The third and final installment of James Dunn's magisterial history of Christian origins through 190 C.E., Neither Jew nor Greek: A Contested Identity covers the period after the destruction of Jerusalem in 70 C.E. through the second century, when the still-new Jesus movement firmed up its distinctive identity markers and the structures on which it would establish its growing appeal in the following decades and centuries.
Dunn examines in depth the major factors that shaped first-generation Christianity and beyond, exploring the parting of the ways between Christianity and Judaism, the Hellenization of Christianity, and responses to Gnosticism. He mines all the first- and second-century sources, including the New Testament Gospels, New Testament apocrypha, and such church fathers as Ignatius, Justin Martyr, and Irenaeus, showing how the Jesus tradition and the figures of James, Paul, Peter, and John were still esteemed influences but were also the subject of intense controversy as the early church wrestled with its evolving identity.

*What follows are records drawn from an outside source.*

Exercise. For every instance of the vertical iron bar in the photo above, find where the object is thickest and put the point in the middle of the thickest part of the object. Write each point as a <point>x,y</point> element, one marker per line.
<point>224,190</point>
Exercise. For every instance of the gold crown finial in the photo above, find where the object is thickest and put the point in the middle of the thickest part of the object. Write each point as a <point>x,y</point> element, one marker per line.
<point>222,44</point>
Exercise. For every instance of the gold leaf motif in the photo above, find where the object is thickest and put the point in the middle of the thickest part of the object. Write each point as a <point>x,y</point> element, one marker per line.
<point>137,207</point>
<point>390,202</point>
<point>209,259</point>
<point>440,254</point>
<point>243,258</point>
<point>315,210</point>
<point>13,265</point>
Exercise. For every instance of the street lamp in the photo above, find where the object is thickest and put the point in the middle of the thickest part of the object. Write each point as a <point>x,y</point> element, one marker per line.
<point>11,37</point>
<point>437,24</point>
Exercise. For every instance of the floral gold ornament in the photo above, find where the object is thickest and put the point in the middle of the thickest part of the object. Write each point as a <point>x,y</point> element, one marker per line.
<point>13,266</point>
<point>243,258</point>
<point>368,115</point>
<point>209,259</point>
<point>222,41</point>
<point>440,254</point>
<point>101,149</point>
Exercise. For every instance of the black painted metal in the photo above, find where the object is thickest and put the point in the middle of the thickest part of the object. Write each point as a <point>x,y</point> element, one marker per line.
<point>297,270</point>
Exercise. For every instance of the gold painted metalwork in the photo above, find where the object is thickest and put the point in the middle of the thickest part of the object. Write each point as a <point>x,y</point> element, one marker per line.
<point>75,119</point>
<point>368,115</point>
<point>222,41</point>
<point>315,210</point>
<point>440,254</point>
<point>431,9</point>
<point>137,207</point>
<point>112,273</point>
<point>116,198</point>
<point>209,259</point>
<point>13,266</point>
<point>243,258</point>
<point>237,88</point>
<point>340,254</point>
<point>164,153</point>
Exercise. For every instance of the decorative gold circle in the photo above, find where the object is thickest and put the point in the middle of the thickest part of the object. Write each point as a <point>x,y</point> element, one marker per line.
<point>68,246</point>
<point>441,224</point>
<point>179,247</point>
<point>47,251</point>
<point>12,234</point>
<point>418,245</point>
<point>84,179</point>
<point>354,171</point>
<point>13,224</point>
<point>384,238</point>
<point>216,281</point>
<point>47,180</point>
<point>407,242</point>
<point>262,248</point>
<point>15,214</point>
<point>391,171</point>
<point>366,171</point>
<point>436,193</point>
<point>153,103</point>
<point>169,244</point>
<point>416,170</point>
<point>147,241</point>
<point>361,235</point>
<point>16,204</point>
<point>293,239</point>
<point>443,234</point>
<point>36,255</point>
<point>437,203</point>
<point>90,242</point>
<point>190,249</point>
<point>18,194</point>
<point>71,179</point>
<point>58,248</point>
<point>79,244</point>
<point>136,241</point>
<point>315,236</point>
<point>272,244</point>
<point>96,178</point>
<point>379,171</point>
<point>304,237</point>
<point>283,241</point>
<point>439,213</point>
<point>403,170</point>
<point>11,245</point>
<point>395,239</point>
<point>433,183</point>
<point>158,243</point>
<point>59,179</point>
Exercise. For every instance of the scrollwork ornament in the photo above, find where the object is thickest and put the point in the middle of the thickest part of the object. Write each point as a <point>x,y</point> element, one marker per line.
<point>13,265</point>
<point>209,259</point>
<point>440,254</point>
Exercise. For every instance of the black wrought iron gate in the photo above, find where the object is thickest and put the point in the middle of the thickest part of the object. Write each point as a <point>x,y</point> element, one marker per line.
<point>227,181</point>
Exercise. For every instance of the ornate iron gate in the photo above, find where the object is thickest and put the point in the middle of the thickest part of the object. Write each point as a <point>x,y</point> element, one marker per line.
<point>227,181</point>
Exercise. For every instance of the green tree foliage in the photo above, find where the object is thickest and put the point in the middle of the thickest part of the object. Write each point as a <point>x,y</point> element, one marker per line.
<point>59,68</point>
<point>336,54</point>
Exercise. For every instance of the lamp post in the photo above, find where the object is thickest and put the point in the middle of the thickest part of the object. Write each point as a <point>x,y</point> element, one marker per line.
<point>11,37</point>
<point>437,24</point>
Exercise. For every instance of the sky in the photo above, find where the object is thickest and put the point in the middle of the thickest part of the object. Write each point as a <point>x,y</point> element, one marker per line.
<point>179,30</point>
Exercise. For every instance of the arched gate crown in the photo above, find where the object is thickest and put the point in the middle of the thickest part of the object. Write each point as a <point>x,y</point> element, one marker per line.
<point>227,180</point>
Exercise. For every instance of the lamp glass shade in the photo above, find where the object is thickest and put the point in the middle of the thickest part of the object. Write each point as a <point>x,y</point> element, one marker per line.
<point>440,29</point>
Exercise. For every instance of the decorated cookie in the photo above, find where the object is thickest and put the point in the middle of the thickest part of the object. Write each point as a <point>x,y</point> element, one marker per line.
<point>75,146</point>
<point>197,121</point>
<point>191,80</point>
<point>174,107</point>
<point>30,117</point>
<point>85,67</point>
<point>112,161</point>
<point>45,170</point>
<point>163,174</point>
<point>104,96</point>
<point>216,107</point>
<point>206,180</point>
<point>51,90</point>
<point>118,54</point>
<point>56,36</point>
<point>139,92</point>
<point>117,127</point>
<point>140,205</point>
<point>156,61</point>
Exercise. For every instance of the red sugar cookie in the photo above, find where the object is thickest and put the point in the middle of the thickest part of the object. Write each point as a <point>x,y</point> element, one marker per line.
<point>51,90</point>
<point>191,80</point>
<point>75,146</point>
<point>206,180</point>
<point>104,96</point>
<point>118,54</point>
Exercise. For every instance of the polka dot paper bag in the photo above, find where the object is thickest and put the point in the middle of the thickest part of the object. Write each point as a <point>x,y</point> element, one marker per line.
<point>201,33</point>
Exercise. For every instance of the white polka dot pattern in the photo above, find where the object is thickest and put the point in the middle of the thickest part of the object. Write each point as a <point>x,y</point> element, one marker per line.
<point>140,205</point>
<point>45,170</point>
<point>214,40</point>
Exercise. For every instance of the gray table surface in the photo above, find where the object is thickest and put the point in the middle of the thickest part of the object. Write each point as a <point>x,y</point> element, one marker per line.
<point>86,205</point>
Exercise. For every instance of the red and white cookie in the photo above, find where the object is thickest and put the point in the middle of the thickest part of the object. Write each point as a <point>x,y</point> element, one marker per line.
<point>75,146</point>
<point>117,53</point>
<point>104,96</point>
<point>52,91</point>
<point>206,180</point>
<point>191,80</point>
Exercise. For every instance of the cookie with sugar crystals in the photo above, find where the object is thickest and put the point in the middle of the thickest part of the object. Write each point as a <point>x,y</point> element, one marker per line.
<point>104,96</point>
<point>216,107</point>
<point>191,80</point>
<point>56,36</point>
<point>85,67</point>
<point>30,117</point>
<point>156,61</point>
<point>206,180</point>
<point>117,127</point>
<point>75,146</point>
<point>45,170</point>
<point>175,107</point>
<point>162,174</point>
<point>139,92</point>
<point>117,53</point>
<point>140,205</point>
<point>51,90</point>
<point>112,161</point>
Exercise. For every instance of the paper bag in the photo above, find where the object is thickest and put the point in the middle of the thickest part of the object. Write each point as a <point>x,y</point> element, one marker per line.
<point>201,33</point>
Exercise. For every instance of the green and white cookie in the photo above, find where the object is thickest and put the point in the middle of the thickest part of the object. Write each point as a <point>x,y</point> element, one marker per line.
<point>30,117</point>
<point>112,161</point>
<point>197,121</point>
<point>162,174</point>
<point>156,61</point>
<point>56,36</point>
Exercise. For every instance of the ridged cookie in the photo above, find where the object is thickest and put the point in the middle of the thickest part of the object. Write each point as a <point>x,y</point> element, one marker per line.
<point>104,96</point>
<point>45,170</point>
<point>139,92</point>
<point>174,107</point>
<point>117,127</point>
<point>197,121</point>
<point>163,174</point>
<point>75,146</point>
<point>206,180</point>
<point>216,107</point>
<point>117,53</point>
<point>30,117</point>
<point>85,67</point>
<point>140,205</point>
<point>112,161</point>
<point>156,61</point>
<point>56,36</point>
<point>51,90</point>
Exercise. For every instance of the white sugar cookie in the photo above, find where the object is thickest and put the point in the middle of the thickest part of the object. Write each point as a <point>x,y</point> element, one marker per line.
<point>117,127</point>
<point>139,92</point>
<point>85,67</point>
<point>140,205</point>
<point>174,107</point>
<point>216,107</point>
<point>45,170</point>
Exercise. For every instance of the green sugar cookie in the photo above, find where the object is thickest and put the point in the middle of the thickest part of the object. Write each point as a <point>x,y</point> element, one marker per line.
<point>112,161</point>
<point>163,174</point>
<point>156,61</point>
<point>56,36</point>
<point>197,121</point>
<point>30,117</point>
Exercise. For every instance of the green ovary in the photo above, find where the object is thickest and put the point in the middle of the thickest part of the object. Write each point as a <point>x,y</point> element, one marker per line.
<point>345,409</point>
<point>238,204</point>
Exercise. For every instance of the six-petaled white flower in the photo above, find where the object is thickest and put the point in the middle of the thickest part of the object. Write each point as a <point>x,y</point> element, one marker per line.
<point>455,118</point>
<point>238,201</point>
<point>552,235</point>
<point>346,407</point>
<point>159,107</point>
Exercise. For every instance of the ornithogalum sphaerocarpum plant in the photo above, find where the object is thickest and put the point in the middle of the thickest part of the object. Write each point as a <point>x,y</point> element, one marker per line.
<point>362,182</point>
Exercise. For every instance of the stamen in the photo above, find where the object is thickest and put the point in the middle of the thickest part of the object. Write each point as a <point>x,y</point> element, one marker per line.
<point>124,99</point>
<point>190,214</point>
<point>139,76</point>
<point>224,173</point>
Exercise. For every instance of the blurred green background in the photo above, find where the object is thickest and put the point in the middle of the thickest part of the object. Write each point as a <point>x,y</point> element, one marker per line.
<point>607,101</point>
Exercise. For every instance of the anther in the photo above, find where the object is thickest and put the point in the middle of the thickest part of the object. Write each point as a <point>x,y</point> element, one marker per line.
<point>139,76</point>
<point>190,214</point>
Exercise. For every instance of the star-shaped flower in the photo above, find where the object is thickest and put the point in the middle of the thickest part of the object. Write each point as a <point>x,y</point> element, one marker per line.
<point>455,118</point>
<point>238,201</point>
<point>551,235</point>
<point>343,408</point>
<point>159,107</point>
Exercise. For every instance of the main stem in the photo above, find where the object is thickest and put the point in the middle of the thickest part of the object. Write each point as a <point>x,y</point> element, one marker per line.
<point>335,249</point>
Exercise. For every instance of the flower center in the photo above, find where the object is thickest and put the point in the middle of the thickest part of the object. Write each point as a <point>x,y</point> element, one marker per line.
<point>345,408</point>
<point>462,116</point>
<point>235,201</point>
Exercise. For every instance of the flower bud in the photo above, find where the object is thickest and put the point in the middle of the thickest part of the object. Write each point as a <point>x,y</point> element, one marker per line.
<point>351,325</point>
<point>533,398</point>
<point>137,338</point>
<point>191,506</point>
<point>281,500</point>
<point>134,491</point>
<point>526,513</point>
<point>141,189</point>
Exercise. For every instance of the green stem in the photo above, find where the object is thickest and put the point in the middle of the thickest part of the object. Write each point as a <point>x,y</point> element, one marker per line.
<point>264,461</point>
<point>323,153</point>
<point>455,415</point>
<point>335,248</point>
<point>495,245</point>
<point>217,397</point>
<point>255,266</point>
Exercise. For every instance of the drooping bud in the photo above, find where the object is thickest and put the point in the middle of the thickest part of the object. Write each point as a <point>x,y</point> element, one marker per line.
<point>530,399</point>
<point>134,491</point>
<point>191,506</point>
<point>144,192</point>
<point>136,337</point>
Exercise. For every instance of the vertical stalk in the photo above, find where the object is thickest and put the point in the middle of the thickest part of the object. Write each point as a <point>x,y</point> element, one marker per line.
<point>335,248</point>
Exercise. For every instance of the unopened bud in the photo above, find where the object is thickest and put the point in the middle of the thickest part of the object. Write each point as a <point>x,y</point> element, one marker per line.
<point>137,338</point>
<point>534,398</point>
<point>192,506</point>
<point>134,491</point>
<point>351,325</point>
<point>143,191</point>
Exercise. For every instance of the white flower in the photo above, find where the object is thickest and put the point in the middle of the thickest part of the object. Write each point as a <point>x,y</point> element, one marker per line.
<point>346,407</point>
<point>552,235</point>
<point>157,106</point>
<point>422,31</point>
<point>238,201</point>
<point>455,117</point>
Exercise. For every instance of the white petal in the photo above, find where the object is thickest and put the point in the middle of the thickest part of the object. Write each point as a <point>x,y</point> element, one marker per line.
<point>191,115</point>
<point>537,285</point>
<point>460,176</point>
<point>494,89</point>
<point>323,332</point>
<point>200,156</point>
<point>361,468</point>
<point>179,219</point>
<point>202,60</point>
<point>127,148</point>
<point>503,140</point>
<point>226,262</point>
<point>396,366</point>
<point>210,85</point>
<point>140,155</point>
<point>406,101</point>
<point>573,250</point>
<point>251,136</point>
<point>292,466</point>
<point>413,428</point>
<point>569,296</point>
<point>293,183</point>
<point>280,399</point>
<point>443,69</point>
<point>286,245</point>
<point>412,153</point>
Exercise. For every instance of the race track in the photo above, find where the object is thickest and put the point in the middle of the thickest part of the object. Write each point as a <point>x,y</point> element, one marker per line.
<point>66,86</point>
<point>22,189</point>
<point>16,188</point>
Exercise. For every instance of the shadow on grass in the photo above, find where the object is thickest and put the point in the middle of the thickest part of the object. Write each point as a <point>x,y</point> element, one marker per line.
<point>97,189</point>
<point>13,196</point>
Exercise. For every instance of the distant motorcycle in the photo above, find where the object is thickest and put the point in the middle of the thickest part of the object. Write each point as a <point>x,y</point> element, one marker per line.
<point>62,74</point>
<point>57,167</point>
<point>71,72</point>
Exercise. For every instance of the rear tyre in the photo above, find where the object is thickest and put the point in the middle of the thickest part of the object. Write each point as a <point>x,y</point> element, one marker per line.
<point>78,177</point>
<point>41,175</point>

Comprehensively covering an important, complex era in Christianity that is often overlooked, this volume is a landmark contribution to the field.
James D. G. Dunn (1939–2020) was a renowned New Testament scholar and the longtime Lightfoot Professor of Divinity at Durham University. His numerous books include The Theology of Paul the Apostle, Jesus according to the New Testament, and the magisterial Christianity in the Making trilogy.